Islet Transplantation

If scientists can develop safe immunosuppressants that always work, then many people with type 1 diabetes may choose to have pancreas transplants. Until then, many doctors think islet transplants are a better option. Islets are clusters of cells in the pancreas that make insulin. In people with type 1 diabetes, islet cells are destroyed. Only 1-2% of the pancreas is made up of islet cells.

In pancreatic islet transplantation, cells are taken from a donor pancreas and transferred into another person. Once implanted, the new islets begin to make and release insulin. Researchers hope that islet transplantation will help people with type 1 diabetes live without daily injections of insulin.

The Edmonton Protocol

In the 1970s, islet transplant experiments were conducted with great success in laboratory mice. The excitement that those experiments generated soon turned to frustration, as initial attempts to reproduce that success in humans were largely disappointing. For many years progress was slow, and few transplant recipients were able to stay diabetes-free for more than a few months before the transplanted islet cells failed. But in recent years, scientists have begun to make rapid advances in transplant technology, and some of the most exciting new research comes to us from researchers at the University of Alberta in Edmonton, Canada. These scientists have used a new procedure called the Edmonton Protocol to treat patients with type 1 diabetes.

In this procedure, researchers use specialized enzymes to remove islets from the pancreas of a deceased donor. For an average-size person (70 kg), a typical transplant requires about 1 million islets, equal to two donor organs. Because the islets are extremely fragile, transplantation occurs immediately after they are removed.

The transplant itself is easy and takes less than an hour to complete. The surgeon uses ultrasound to guide placement of a small plastic tube (catheter) through the upper abdomen and into the liver. The islets are then injected through the catheter into the liver. The patient will receive a local anesthetic. If a patient cannot tolerate local anesthesia, the surgeon may use general anesthesia and do the transplant through a small incision.

It takes some time for the cells to attach to new blood vessels and begin releasing insulin. The doctor will order many tests to check blood glucose levels after the transplant, and insulin may be needed until control is achieved.

Benefits and Risks

Immunosuppressive or anti-rejection drugs are needed to keep the transplanted islets functioning. Researchers do not fully know what long-term effects these drugs may have. Also, although the early results of the Edmonton Protocol are very encouraging, more research is needed to answer questions about how long the islets will survive and how often the transplantation procedure will be successful.

However, transplanting islet cells has several advantages over transplanting a pancreas. First, unlike the pancreas transplant, an islet transplant is a minor surgical procedure, is less expensive, and is probably safer.

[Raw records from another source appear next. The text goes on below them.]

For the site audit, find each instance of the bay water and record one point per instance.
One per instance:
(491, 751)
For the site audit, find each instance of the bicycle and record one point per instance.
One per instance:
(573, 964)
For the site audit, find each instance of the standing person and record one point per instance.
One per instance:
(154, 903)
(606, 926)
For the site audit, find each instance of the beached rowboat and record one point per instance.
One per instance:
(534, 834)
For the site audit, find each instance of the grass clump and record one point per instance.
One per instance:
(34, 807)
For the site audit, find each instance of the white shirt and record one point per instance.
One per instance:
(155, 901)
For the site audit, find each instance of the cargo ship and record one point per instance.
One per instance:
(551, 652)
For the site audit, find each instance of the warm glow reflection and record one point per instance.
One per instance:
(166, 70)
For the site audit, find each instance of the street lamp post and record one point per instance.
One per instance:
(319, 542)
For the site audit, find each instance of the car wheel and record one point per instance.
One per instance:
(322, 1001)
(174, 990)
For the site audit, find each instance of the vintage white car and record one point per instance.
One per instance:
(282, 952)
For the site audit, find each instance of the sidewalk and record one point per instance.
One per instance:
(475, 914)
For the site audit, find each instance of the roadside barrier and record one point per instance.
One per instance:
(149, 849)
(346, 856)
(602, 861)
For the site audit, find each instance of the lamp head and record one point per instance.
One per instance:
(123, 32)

Second, scientists may learn how to protect these cells from attack by the immune system. Several methods are already under study. If successful, the person with an islet transplant would not need to take immunosuppressants. Surgery would then be safer and more effective for many people with type 1 diabetes.

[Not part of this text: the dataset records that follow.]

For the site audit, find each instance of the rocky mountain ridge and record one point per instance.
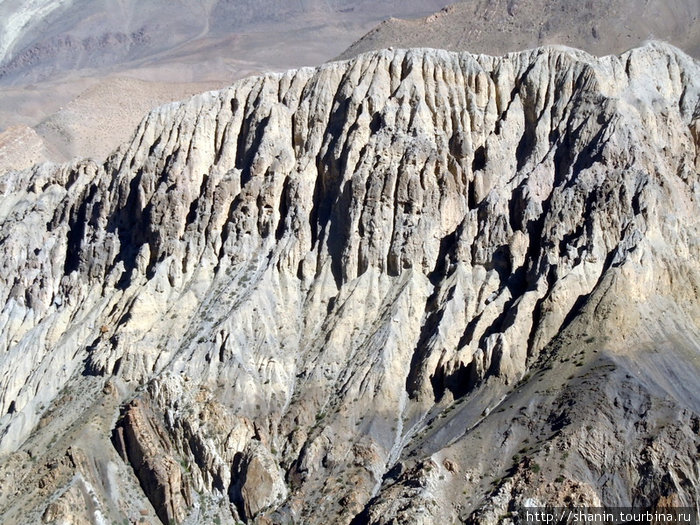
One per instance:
(413, 286)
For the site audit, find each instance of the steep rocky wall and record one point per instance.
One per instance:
(325, 257)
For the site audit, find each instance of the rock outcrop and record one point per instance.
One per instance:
(414, 286)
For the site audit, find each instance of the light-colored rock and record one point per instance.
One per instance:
(311, 289)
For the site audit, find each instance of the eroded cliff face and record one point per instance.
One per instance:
(415, 286)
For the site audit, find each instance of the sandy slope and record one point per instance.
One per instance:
(495, 27)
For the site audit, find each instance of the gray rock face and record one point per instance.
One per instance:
(416, 286)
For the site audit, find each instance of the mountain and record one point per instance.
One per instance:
(413, 287)
(600, 27)
(77, 76)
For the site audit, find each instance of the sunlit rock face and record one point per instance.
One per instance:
(416, 286)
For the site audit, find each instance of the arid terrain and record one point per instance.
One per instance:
(414, 286)
(77, 76)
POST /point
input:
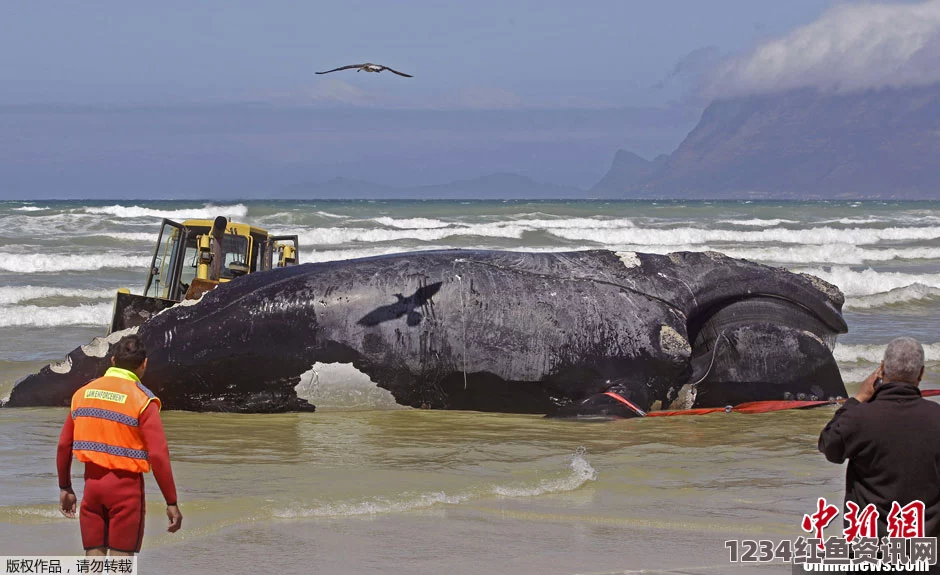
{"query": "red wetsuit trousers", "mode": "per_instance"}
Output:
(112, 510)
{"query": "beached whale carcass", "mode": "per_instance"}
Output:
(491, 331)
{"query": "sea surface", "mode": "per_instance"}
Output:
(363, 486)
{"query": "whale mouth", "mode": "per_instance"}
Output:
(762, 348)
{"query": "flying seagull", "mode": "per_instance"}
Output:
(367, 67)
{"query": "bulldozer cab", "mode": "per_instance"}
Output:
(183, 257)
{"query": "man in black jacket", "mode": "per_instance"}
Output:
(891, 437)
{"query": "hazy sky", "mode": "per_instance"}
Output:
(481, 54)
(546, 89)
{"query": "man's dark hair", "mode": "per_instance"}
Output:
(129, 352)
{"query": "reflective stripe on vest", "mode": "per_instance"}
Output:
(106, 413)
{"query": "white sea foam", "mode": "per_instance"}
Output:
(870, 282)
(10, 295)
(313, 256)
(810, 236)
(844, 254)
(130, 236)
(907, 294)
(412, 223)
(333, 236)
(758, 222)
(375, 506)
(580, 473)
(875, 353)
(208, 211)
(851, 221)
(36, 316)
(46, 263)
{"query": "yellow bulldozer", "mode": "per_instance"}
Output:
(179, 269)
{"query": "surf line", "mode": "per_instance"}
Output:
(748, 407)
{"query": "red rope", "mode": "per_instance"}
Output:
(761, 406)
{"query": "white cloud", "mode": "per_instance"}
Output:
(850, 47)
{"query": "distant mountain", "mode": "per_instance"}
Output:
(797, 145)
(503, 186)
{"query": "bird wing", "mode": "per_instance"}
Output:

There is also continuing research on the transplantation of animal islets. Because the supply of human islets is severely limited, even the most successful method of human islet transplantation could only cure a small fraction of the people with diabetes through existing sources of human islets from donor pancreases. If islets from animal sources (for example, pigs) could be made to work successfully, a cure would be available for everyone. But transplants between species involve a whole new set of problems when it comes to regulating the body's immune response, so much work will still have to be done to make that a possibility.